So, how can we leverage the power of Artificial Intelligence to efficiently handle customer interactions while at the same time mind the needs of the customer? The answer can be found in intelligent assistance. With intelligent assistance the human agent is in control and makes the final call. It’s the collaboration between human and machine that will significantly increase efficiency while at the same maintain the personal touch.
In practice, this means that when there is an incoming question, the smart algorithm is analyzing the text in real-time and can assist the human agent by giving two types of proposed answers: a suggested answer based on the collective memory of all historical questions and the corresponding answers given by human agents in the past. The algorithm predicts which question was most similar in the past and provides the answer that was given by the human agent at that time. Or, the algorithm can provide a ‘standardized’ answer on various clusters of questions by predicting the topic of the question like the traditional chatbot explained earlier. However, in this case the bot only suggests these two answers and doesn’t put them directly into the conversation. The human agent can decide if the answer is suitable to the question or not, and if necessary adjust the answer to the context or provide an entirely new answer.

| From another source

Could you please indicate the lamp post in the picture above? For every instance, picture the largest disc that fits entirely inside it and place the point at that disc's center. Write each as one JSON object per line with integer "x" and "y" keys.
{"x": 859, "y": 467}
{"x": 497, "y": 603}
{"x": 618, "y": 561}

In this way, the AI does not take over the conversation but is providing the agent with relevant input to enhance the speed and accuracy of the conversation. Because the human does not have to think about or search for the correct answer, but only has to place it in context and add human emotions.
By accepting and or adjusting the proposed answers, the agent is in fact giving feedback to the bot. By capturing this feedback in the collective memory and using it in future predictions, the algorithm will become smarter over-time and will provide more accurate answers in various contexts.